Google has produced some of Silicon Valley’s top female leaders, some of whom have graced Fortune’s list of Most Powerful Women in Business over the past several years. There’s a catch: many of them don’t stay at Google.
Many female ex-Googlers have gone on to top posts at other big-name tech companies, and some have launched their own startups. This is what Fortune’s Pattie Sellers calls “the Google Effect.”
Fortune talked with more than 25 ex-Googlers scattered across 20 companies to find out what impelled them to leave Google, even though the company perennially ranks as the world’s best workplace. The female brain drain has distressed some internally, but the women who have struck out on new paths see it differently:
“Google has always wanted to have a major impact on the world,” said Francoise Casals Brougher, who left Google for payment startup Square. “Having us go to other companies is an extension of that.”
Don’t be misled, Google (GOOG) still has an impressive lineup of star women despite its mediocre gender-diversity stats (only 30% of its 57,000-person workforce is female). And the company boasts two women in this year’s 50 Most Powerful Women rankings: Susan Wojcicki (No. 19), who is the CEO of YouTube, and Ruth Porat (No. 26), who arrived from Morgan Stanley (MS) in May to be SVP and chief financial officer of both Google and new parent Alphabet.

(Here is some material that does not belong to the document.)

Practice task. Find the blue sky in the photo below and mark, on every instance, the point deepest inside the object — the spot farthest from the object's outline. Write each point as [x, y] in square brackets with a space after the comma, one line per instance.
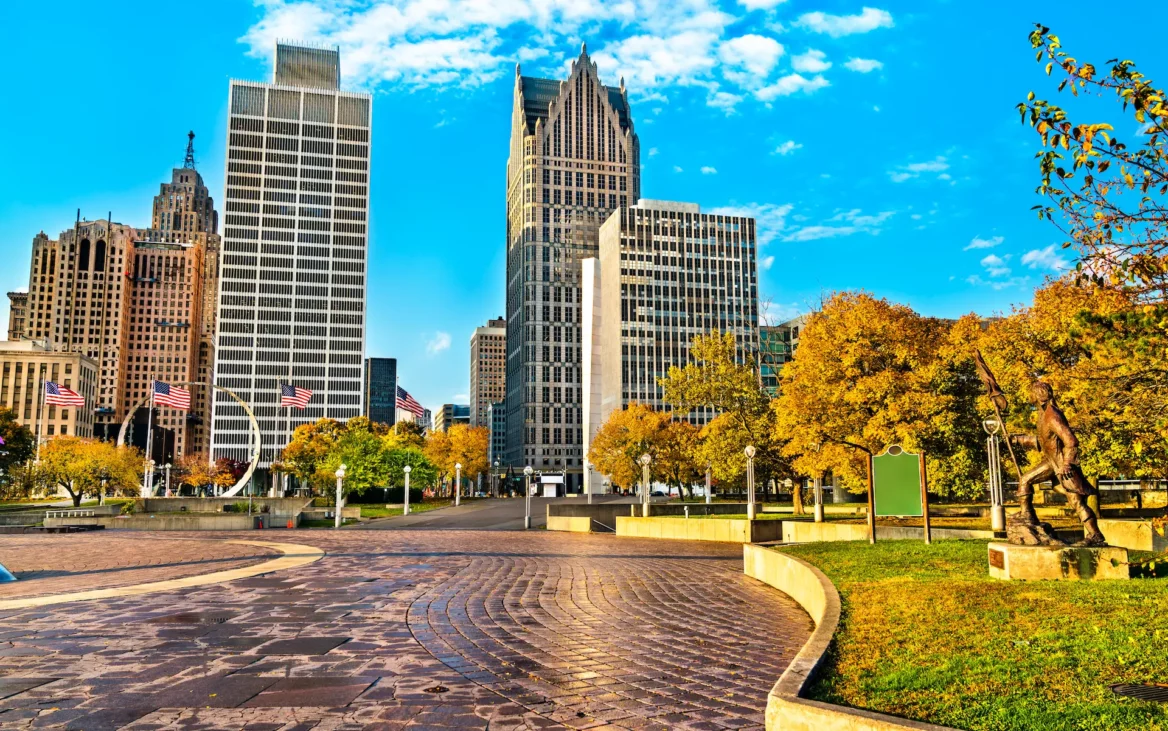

From left to right: Claire Hughes Johnson, COO, Stripe; Francoise Casals Brougher, Global Business Lead, Square; Stacy Brown Philpot, COO, TaskRabbit; Katie Stanton, VP Global Media, Twitter; Natalie Fair, Head of Finance, Pinterest; Sukhinder Singh Cassidy, CEO, Joyus; April Underwood, Head of Platform, Slack; Amy Chang, CEO, AccompanyPhotograph by Cody Pickens for Fortune
Here are some of the top women that have graduated from Google to other high-level jobs.
Sandberg served as Google’s VP of online sales and operations before she quit to become COO of Facebook (FB) and second in command to CEO Mark Zuckerberg.
Mayer was Google’s employee No. 20 and its first female engineer. She served as VP of Google Maps and location services before leaving to be CEO of Yahoo (YHOO).
Smith was VP of Google X prior to answering President Obama’s call to be U.S. Chief Technology Officer.
Francoise Casals Brougher
Brougher left her VP position at Google to become global business lead at Square under founder-CEO Jack Dorsey, who also co-founded Twitter.
Stanton left Google to work on social media at the U.S. State Department and is now Twitter’s (TWTR) VP of global media.
Whetstone was Google’s high-powered SVP of communications and public policy, and she recently left to take an equivalent position at Uber.
Claire Hughes Johnson
Johnson was a VP of Google X, in charge of the company’s self-driving car unit, before she moved on to become COO of payment startup Stripe.
Brown-Philpot spent nine years at Google, rising through finance and operations, before leaving to become COO of TaskRabbit.
Fair did multiple stints at Google and is now head of finance at Pinterest.
Chang built Google Analytics and left to start her own company, a “relationship management” startup called Accompany.
Sukhinder Singh Cassidy
Cassidy was Google’s president of Asia-Pacific and Latin American operations. She went on to head social-shopping site Polyvore and then founded video-shopping service Joyus.
Lee was one of Marissa Mayer’s star protégées in Google product management. Now she heads Polyvore—and has sold the company to Mayer’s Yahoo.